Typed fact views are better than arbitrary rule-body guessing

The local polint/exlint research direction is relevant because it turns this into an API design question. A rule should request the facts it needs. The engine should know those facts before analysis so it can plan work, validate setup, cache correctly, and explain unsupported capabilities.

Bad shape:

rust

fn rule(ctx: &RuleCtx) {
    // rule can secretly read anything from a broad database
}

Better shape:

rust

fn no_raw_api_calls(
    ctx: &mut RuleCtx<'_>,
    imports: Imports<'_>,
    strings: StringLiterals<'_>,
    // future:
    // resolved_imports: ResolvedImports<'_>,
    // symbols: Symbols<'_>,
    // types: TypeFacts<'_>,
) -> RuleResult {
    // the function signature is the fact contract
}

The insight for the blog is tool-agnostic: make the rule's data needs explicit. This matters because agent-facing diagnostics are only trustworthy when the analyzer can say which facts were exact, which were heuristic, and which were unavailable due to missing setup.
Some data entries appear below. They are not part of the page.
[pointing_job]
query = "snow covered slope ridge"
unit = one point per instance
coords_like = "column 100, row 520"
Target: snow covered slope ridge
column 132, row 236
Precision tiers should be visible

Not all facts are equally strong.

Precision tier	Example	Diagnostic language
Exact syntax	raw string literal, direct import path	"Found this literal/import."
Resolved syntax	import resolves to forbidden internal package	"Import resolves to forbidden module."
Heuristic structure	branch appears untested by naming convention	"No local test evidence found."
Semantic/type-backed	call violates generated client contract	"Call does not match approved typed API surface."
Cross-file inferred	migration appears incomplete	"This appears inconsistent with the migration pattern."

This is not just academic caution. Agents optimize against the feedback they receive. If a heuristic warning is written like a proof, the agent may make weird changes to satisfy it. If an exact violation is written too vaguely, the agent may miss an easy fix.

What this does not prove

It does not prove every codebase needs a custom static-analysis framework. Existing tools cover many common cases.

It does not prove deeper facts are always better. A3-CodGen and chunking research both warn against indiscriminate context expansion. Fact models should enable selective queries, not maximal dumps.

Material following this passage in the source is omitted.